情報獲得力 > 情報活用力──本当に大事なのはどちらか
学習指導要領などでは「情報活用力」「情報編集力」といった言葉が重視されています。しかし私は、それ以前に「情報獲得力」こそが根本的に大切だと考えています。
いくら活用の技術を持っていても、そもそも価値ある情報を獲得できなければ、活用のしようがありません。情報をどう処理するかよりも、まず「何を、どこから、どう得るか」。未来教育が強調するのは、まさにこの力なのです。
現実空間から多面的・多角的にとらえる
本当に価値ある情報は、ネット空間だけには存在しません。風が吹き、人が動き、同じ瞬間は二度とない──そんな現実の空間にこそ、生きた情報があります。
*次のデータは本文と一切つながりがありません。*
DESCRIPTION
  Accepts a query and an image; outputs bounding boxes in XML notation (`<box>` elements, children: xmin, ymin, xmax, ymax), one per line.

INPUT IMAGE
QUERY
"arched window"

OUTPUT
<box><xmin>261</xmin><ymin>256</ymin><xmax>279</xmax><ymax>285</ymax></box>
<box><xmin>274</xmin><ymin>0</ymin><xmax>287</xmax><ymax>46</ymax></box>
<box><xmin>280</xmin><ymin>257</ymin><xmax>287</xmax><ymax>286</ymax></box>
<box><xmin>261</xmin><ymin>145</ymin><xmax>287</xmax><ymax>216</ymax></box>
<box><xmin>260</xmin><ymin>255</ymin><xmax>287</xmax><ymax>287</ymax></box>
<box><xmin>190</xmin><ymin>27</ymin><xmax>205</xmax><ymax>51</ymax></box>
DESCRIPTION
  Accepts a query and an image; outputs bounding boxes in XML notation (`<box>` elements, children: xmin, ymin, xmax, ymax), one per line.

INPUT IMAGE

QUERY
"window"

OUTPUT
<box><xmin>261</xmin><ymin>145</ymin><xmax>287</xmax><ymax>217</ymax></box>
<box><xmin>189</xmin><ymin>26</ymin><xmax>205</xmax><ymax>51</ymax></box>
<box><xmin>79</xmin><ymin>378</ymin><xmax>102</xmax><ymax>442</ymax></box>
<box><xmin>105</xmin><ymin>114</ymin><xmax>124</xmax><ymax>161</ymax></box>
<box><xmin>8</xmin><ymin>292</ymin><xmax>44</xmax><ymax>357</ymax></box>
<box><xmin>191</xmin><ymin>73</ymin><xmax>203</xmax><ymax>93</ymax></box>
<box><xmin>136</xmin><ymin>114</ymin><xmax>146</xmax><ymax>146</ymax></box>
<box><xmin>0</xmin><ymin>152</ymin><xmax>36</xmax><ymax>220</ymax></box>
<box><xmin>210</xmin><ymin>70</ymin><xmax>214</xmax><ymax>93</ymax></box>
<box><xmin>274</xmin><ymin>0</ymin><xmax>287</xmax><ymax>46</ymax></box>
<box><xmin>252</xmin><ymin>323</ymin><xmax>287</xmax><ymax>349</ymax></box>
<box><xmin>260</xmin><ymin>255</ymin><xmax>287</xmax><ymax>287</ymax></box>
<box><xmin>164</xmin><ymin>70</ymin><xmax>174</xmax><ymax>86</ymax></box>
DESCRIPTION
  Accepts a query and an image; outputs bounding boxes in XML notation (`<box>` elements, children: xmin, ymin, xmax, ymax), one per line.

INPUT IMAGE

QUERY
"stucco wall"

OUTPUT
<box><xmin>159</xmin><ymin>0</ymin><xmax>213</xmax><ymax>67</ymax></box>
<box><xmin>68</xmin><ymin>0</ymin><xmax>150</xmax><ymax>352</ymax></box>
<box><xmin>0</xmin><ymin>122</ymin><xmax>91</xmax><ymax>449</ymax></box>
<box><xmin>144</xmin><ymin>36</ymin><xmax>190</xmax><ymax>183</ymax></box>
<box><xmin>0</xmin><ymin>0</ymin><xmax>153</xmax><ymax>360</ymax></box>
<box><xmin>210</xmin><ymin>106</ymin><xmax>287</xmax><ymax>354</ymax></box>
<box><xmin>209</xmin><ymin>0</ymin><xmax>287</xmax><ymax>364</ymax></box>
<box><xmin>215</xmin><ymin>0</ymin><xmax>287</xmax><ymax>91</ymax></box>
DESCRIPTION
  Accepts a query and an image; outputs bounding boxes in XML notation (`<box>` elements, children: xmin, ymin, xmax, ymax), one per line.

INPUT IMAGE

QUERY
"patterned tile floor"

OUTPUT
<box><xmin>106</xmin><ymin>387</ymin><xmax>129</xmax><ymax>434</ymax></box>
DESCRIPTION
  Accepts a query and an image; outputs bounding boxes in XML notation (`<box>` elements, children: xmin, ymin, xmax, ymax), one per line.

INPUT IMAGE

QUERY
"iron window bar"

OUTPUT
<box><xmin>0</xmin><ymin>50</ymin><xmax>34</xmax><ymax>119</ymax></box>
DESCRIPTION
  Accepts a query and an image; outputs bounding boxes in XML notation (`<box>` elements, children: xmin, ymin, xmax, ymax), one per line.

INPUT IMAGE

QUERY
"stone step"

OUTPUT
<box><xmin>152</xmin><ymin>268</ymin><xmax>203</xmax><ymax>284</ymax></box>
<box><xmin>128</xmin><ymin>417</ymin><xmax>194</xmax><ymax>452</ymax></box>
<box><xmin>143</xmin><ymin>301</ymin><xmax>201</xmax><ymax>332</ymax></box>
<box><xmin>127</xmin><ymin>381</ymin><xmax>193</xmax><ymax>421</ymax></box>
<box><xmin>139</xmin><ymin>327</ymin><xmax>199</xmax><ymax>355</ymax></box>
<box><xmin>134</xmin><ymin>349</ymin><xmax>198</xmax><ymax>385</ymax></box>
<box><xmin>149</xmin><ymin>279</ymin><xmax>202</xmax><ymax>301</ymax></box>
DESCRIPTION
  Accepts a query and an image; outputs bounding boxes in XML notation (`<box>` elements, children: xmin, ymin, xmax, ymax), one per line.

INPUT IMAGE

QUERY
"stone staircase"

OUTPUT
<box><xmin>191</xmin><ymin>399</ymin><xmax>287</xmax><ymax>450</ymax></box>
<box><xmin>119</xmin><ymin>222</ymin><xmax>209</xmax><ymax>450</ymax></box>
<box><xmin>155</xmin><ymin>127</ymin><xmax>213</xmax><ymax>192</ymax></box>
プロジェクト学習の現場では、学生は人に会い、現場を観察し、多面的・多角的に情報をとらえます。そこには数値やデータだけでは見えない「状況の全体像」が潜んでいるのです。
情報の背景を見抜く力
情報は多面的であると同時に、その背景や提供元を確認する姿勢も不可欠です。根拠ある情報であっても、発信者の立場や意図によって偏りが含まれることがあります。
だからこそ、単なるファクトチェックにとどまらず、その情報がどのような背景から生まれたのかを見抜く力が必要です。これは情報リテラシーを超えて、教育における「倫理」に近い観点だと言えるでしょう。
空間に潜む叡智とセオリーを見出す
現実の空間には、ただのデータ以上のもの──人間の叡智やセオリーが潜んでいます。状況の奥にあるパターンや原理を見出し、それを学びに活かすことこそが、人間に求められる力です。
プロジェクト学習は、この「空間に潜む叡智」を見出す練習の場でもあります。ここで触れておきたいのは、未来教育が目指すのは単なる情報収集ではなく、叡智をすくい取る人間を育てるということ。そして次回(第5回)では、これを「空間知性」という言葉でさらに深く掘り下げていきます。